Wonder if Glasswire would be more message specific, and reliable but it is not as simplistic, and is larger program.

The way WFC is designed you don't know if it is creating a one time or an always action rule in Windows Firewall unless you look at the rulesets by the way the options are grouped right next to one another. Could lead to making an erroneous choice.
 

Zorro

Level 8
Well-known
Jun 11, 2019
369
Wonder if Glasswire would be more message specific, and reliable but it is not as simplistic, and is larger program.

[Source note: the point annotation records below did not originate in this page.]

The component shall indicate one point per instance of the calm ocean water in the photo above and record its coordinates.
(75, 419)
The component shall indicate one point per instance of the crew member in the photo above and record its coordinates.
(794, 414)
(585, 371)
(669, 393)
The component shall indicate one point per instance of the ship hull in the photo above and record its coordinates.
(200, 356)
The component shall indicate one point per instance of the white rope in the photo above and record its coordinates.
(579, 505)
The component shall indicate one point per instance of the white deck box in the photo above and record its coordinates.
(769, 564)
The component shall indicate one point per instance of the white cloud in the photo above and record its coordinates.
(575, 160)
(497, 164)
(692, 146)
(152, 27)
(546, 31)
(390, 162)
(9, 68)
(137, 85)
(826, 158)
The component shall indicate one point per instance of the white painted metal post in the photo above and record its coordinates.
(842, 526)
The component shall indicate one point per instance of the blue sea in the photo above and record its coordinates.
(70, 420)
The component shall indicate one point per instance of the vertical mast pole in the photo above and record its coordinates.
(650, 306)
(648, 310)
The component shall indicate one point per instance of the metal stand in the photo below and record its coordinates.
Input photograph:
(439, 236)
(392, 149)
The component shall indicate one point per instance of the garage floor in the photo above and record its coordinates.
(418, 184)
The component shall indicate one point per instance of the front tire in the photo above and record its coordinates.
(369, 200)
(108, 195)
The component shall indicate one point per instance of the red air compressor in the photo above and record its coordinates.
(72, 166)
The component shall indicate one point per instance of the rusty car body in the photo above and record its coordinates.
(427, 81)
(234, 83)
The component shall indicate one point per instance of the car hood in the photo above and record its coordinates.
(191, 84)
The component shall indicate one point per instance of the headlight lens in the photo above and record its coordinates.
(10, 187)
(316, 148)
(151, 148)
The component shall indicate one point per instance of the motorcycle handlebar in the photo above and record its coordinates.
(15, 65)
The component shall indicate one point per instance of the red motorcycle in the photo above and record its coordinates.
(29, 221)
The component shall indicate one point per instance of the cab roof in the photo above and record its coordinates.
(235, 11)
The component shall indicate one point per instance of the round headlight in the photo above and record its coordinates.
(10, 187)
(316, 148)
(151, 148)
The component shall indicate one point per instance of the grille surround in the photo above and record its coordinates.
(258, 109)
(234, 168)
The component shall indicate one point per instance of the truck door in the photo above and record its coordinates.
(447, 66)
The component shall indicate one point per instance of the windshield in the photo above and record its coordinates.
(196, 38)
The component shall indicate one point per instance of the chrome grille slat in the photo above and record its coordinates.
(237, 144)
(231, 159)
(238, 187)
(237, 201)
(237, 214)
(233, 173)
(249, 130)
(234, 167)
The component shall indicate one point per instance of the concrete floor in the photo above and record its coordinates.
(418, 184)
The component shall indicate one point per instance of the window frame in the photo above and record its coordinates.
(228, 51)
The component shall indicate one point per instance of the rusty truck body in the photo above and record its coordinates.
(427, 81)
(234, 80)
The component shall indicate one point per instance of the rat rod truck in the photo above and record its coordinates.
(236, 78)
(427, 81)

The way WFC is designed you don't know if it is creating a one time or an always action rule in Windows Firewall unless you look at the rulesets by the way the options are grouped right next to one another. Could lead to making an erroneous choice.
WFC is just an add-on that simplifies the management of Windows Firewall. In other words, you do not need to manually dig into the advanced settings of the firewall, creating your own rule, you just need to select the option in the dialog box and the script specified in the add-in will write this rule for you. What else is there to understand? One dialog box with a color indication of the choices is more than understandable to the average user, since associations with one or another color are the same for all people: red is a ban, green is a resolution, everything else is intermediate options that are not hard to remember either. The principle of traffic lights. It is simple and clear. Regarding the rules, to allow the program access to the network, the user can now create only a PERMANENT rule, and in case of removal of the program / installer, it will be marked in Red in the Rule Set (that is, the rule for the remote / non-existing program). And then you will have a lot of such rules, you must delete them manually. I do not know whether it is possible in principle to create a temporary rule in the Windows firewall (the rule for a single exit to the network with its subsequent automatic deletion), or it is not at all possible due to the nature of the Windows firewall.

Sounds to me like you'd be a good designer of a security software interface... Maybe there's an opportunity for you out there.
I do not know. I did not think about such things :)
 

Roadjet

New Member
Jul 28, 2019
4
Generally I watch for reaction from VS and make sure that WFC designates that program is 'signed' b4 allowing rule creation, even installers. Yes you must go in and remove 'invalid' rules, just put it on a weekly schedule and think of it in same terms as an 'oil change', don't forget to remove duplicates also.